Yes, the petrochemical and infrastructure segment provides good opportunity for us to expand steadily. We see opportunities in aero fuel testing as this is not limited to government-lab testing.
In the area of offshore oil exploitation in China, our industrial inspection services can play a role—from upstream areas like platform inspection and drilling. Intertek has good scope to provide more services to clients in this area in China.

Here in China, Intertek works not only with international clients, but also with China’s domestic champions. Many Western companies are leveraging their relationship with Chinese companies to help them enter third markets, as China increasingly internationalizes. Is Intertek China working in this direction? Are you partnering globally with Chinese enterprises?

Indeed, Intertek has international partners like the global oil majors, and they are also our clients in China. In the same way, we increasing our partnerships with major Chinese NOCs like Sinochem, CNOOC, and CNPC globally.
In fact, within China, our partnership with these domestic companies is sometimes limited, by the governmental monopoly I mentioned earlier. Internationally, on the contrary, our partnership is broader than in China. Internationally, few companies can match Intertek with respect to our network. Nowadays, for example, Sinopec is a significant client of ours both in Canada and the U.S.

Finally, let us turn to the environment. In June of 2010, Intertek announced a training program to help Chinese businesses to better understand greenhouse gas emission issues. At the time, you were quoted as saying, “The local industry has not developed a deep perception of sustainability, although ‘energy conservation,’ ‘emissions reduction,’ and ‘low carbon economy,’ as terms, are widely quoted.” Why are sustainability issues important for Intertek in China?

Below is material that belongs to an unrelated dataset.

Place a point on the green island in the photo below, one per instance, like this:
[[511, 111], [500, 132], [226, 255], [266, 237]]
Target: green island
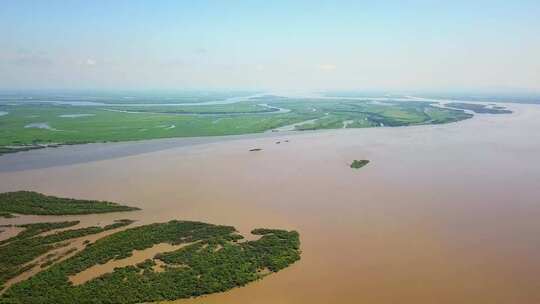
[[479, 108], [214, 259], [28, 125], [29, 202], [357, 164], [18, 252]]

In terms of our future, several elements are quite important for us—first of all, sustainability. Carbon emissions reduction, and clean energy are at the forefront. Second, products like medicine, food, and cosmetics are important for our future. Third, e-commerce. These are small but fast growing areas of our businessesand they are a business development focus for us.
In terms of sustainability: in China, big oil companies are have close government associations . Last month I had a meeting with the vice president of China Petroleum and Chemical Industry Federation (CPCIF) in Shanghai, and we are about to cooperate with them to help these big oil companies and big oil refinery plants by providing training, services, and establish a system for low carbon and sustainability.
For NOCs to make claims toward “low carbon” and “sustainability,” they need to quantify the amount of carbon emissions, and make a plan for development to reduce emissions. To date, a lack of quantification and measurement has been a major problem. We will help chemical districts to evaluate carbon emissions for to-come plants and to measure present carbon emissions. We are going to establish a system for the groundwork.

What is your final message to the international readers of Oil & Gas Financial Journal, on behalf of Intertek in China?

Intertek has been established in China for over three decades which gives us a deep understanding of local business dynamics and market relationships.
Today our quality services business now covers all key industries and the oil, gas and energy infrastructure market is one we are excited about.
Some policies in China limit our work related to imported fuel inspection but perhaps this may change in future. In the meantime we also have a range of analytical testing services used by petrochemical and aero fuel clients.